BSFG Operations Runbook

Audience: Operators, support engineers. Use: Follow routine operating procedures and incident-response steps for BSFG systems.

Operational Overview

BSFG has a simple operational model due to its stateless-at-boundary architecture. The key operational concern is durability and connectivity — not complex choreography.

Key Metrics

Monitor these metrics for each BSFG node and zone:

Replication Lag

The delay between a fact being appended to ISB/ESB and confirmed at IFB/EFB.

Healthy: < 100ms (normal operation)
Warning: 100ms–1s (minor delay, check network)
Alert: > 1s (network partition or boundary issue)

Consumer Backlog

The number of unconfirmed facts at a forward buffer (IFB/EFB).

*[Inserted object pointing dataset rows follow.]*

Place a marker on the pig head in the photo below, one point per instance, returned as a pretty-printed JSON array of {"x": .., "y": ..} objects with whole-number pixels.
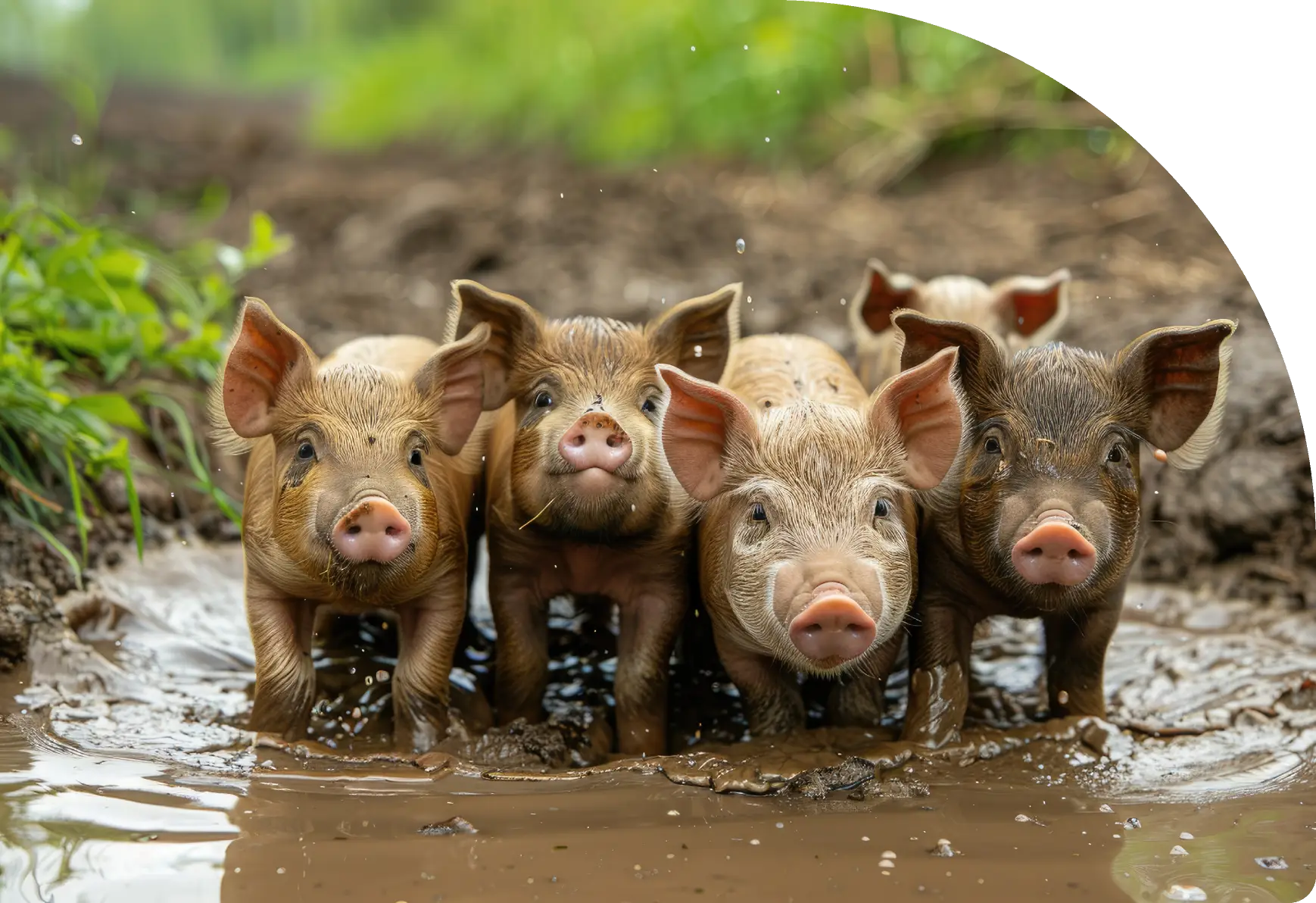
[
  {"x": 809, "y": 528},
  {"x": 581, "y": 499},
  {"x": 357, "y": 494},
  {"x": 1016, "y": 312},
  {"x": 1041, "y": 515}
]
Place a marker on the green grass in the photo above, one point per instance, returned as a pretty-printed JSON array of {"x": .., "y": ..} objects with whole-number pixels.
[
  {"x": 91, "y": 323},
  {"x": 613, "y": 82}
]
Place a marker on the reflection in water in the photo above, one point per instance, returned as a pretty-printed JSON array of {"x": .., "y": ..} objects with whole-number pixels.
[{"x": 125, "y": 773}]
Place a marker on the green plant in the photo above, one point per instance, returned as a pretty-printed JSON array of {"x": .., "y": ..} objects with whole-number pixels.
[{"x": 89, "y": 316}]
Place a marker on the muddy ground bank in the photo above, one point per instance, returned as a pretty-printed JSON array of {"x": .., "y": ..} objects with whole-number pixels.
[{"x": 379, "y": 236}]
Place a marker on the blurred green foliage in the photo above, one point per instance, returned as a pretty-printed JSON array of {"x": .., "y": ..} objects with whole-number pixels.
[
  {"x": 610, "y": 80},
  {"x": 89, "y": 319}
]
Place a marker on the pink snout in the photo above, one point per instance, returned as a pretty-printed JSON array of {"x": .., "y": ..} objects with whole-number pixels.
[
  {"x": 832, "y": 630},
  {"x": 1055, "y": 551},
  {"x": 597, "y": 440},
  {"x": 373, "y": 531}
]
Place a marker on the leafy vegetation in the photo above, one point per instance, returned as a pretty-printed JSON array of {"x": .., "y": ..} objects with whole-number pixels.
[
  {"x": 91, "y": 320},
  {"x": 610, "y": 80}
]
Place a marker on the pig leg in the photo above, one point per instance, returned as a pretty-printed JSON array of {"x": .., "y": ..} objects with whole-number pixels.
[
  {"x": 426, "y": 635},
  {"x": 773, "y": 699},
  {"x": 282, "y": 630},
  {"x": 939, "y": 674},
  {"x": 859, "y": 699},
  {"x": 649, "y": 626},
  {"x": 1075, "y": 661},
  {"x": 522, "y": 667}
]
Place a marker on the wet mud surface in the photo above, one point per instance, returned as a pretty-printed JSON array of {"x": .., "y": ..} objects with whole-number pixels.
[{"x": 125, "y": 772}]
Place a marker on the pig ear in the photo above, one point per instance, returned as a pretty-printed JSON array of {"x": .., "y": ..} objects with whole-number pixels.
[
  {"x": 1183, "y": 374},
  {"x": 702, "y": 427},
  {"x": 698, "y": 333},
  {"x": 884, "y": 292},
  {"x": 265, "y": 360},
  {"x": 922, "y": 337},
  {"x": 922, "y": 406},
  {"x": 513, "y": 327},
  {"x": 453, "y": 380},
  {"x": 1034, "y": 307}
]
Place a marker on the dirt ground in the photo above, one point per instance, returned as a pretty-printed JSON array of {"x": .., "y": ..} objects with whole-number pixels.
[{"x": 378, "y": 239}]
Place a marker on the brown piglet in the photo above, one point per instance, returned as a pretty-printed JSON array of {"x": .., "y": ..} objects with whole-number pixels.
[
  {"x": 1040, "y": 517},
  {"x": 362, "y": 473},
  {"x": 581, "y": 499},
  {"x": 1018, "y": 312},
  {"x": 807, "y": 537}
]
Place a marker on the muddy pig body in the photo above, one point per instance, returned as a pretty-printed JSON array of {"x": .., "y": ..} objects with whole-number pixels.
[
  {"x": 807, "y": 537},
  {"x": 1040, "y": 517},
  {"x": 1018, "y": 312},
  {"x": 360, "y": 483},
  {"x": 581, "y": 499}
]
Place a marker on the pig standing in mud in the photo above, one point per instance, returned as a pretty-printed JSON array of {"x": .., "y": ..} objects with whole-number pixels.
[
  {"x": 1040, "y": 517},
  {"x": 807, "y": 545},
  {"x": 581, "y": 499},
  {"x": 1019, "y": 312},
  {"x": 358, "y": 490}
]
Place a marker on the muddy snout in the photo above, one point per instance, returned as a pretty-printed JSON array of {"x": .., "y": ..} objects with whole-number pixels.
[
  {"x": 832, "y": 628},
  {"x": 1055, "y": 551},
  {"x": 595, "y": 440},
  {"x": 373, "y": 530}
]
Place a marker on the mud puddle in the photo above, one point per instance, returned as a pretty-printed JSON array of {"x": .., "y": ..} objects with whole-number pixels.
[{"x": 125, "y": 774}]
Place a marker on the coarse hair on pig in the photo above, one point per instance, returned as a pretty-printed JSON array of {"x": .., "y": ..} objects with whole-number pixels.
[
  {"x": 581, "y": 501},
  {"x": 1016, "y": 312},
  {"x": 1041, "y": 515},
  {"x": 809, "y": 526}
]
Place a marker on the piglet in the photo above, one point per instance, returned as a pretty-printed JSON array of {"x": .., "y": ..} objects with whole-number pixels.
[
  {"x": 807, "y": 539},
  {"x": 581, "y": 499},
  {"x": 1040, "y": 517},
  {"x": 1018, "y": 312},
  {"x": 360, "y": 483}
]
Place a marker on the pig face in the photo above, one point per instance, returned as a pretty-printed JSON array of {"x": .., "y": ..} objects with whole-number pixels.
[
  {"x": 1049, "y": 490},
  {"x": 811, "y": 517},
  {"x": 586, "y": 458},
  {"x": 353, "y": 446},
  {"x": 1016, "y": 312}
]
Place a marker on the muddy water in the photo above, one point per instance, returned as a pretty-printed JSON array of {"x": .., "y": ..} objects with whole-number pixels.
[{"x": 125, "y": 773}]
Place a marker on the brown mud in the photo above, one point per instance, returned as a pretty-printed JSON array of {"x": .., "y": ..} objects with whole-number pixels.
[{"x": 125, "y": 772}]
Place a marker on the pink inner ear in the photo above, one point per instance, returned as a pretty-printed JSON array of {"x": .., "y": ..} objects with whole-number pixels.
[
  {"x": 461, "y": 402},
  {"x": 882, "y": 299},
  {"x": 260, "y": 361},
  {"x": 695, "y": 431},
  {"x": 922, "y": 407},
  {"x": 1034, "y": 310}
]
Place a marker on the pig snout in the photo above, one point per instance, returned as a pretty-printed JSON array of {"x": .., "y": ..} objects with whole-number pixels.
[
  {"x": 595, "y": 440},
  {"x": 1055, "y": 551},
  {"x": 373, "y": 531},
  {"x": 832, "y": 628}
]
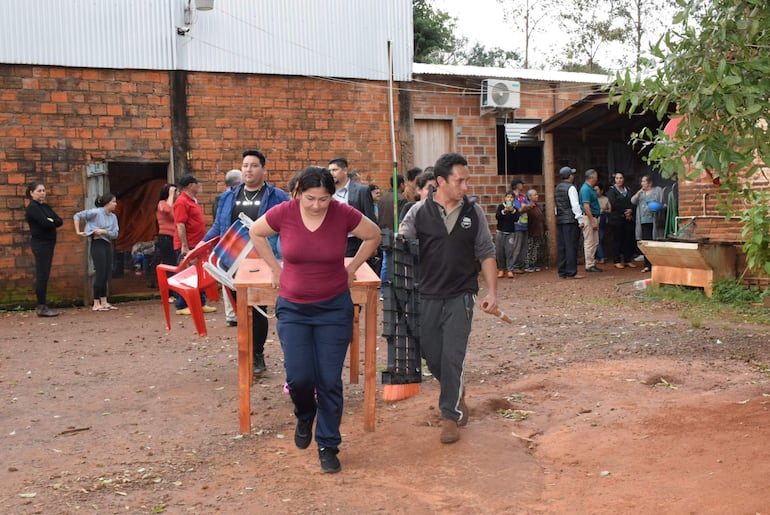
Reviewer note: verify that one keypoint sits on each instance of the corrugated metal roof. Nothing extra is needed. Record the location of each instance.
(91, 34)
(508, 73)
(333, 38)
(519, 131)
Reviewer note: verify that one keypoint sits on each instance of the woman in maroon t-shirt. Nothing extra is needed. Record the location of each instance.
(314, 308)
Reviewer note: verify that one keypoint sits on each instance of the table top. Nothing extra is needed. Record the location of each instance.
(254, 273)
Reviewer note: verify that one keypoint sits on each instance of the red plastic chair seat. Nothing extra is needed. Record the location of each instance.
(188, 279)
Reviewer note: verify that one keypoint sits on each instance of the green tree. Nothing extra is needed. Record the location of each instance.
(479, 55)
(527, 16)
(590, 24)
(434, 36)
(644, 20)
(714, 67)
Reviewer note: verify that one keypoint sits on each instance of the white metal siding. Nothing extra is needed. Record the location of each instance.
(330, 38)
(91, 34)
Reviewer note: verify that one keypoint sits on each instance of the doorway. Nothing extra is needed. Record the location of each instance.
(137, 187)
(432, 138)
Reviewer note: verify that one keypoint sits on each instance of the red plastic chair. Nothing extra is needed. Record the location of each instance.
(188, 279)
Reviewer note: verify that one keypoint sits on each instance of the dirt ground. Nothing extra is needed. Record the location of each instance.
(595, 400)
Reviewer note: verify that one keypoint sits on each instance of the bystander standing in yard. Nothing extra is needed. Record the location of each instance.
(43, 222)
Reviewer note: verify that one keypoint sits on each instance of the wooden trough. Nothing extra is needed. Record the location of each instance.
(696, 264)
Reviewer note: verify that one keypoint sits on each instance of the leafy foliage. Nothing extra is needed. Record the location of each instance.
(591, 24)
(479, 55)
(528, 18)
(435, 42)
(713, 67)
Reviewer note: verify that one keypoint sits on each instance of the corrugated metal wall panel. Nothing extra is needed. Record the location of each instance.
(91, 34)
(331, 38)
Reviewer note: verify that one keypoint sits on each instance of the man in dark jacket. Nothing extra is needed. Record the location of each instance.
(622, 223)
(352, 194)
(454, 238)
(253, 197)
(569, 221)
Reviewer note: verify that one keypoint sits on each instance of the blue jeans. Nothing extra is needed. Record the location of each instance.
(315, 339)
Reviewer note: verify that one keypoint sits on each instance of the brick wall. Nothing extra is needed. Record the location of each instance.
(54, 121)
(700, 217)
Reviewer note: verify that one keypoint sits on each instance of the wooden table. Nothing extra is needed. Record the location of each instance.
(252, 282)
(697, 264)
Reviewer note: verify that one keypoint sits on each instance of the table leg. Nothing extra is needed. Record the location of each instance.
(245, 356)
(355, 345)
(370, 357)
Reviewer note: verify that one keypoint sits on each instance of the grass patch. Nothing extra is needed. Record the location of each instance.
(731, 301)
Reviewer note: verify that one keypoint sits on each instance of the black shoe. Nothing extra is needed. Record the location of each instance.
(330, 464)
(303, 433)
(45, 311)
(259, 364)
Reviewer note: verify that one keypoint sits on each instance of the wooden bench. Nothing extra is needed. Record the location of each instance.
(696, 264)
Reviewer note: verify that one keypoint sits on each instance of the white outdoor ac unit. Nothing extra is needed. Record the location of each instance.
(500, 94)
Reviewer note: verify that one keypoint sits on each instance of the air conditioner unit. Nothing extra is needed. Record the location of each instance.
(500, 94)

Healthy: 0–100 facts (consumers keeping up)
Warning: 100–10,000 facts (consumer lag, check processing)
Alert: > 10,000 facts (consumer stalled or boundary closed)

Buffer Fill Percentage

Store buffers (ISB/ESB) have configurable capacity (e.g., 100GB). Track fill ratio:

Healthy: < 50% capacity
Warning: 50–80% capacity (approaching limits)
Alert: > 80% capacity (trigger backpressure or cleanup)

Confirmation Rate

Facts confirmed per second at each forward buffer.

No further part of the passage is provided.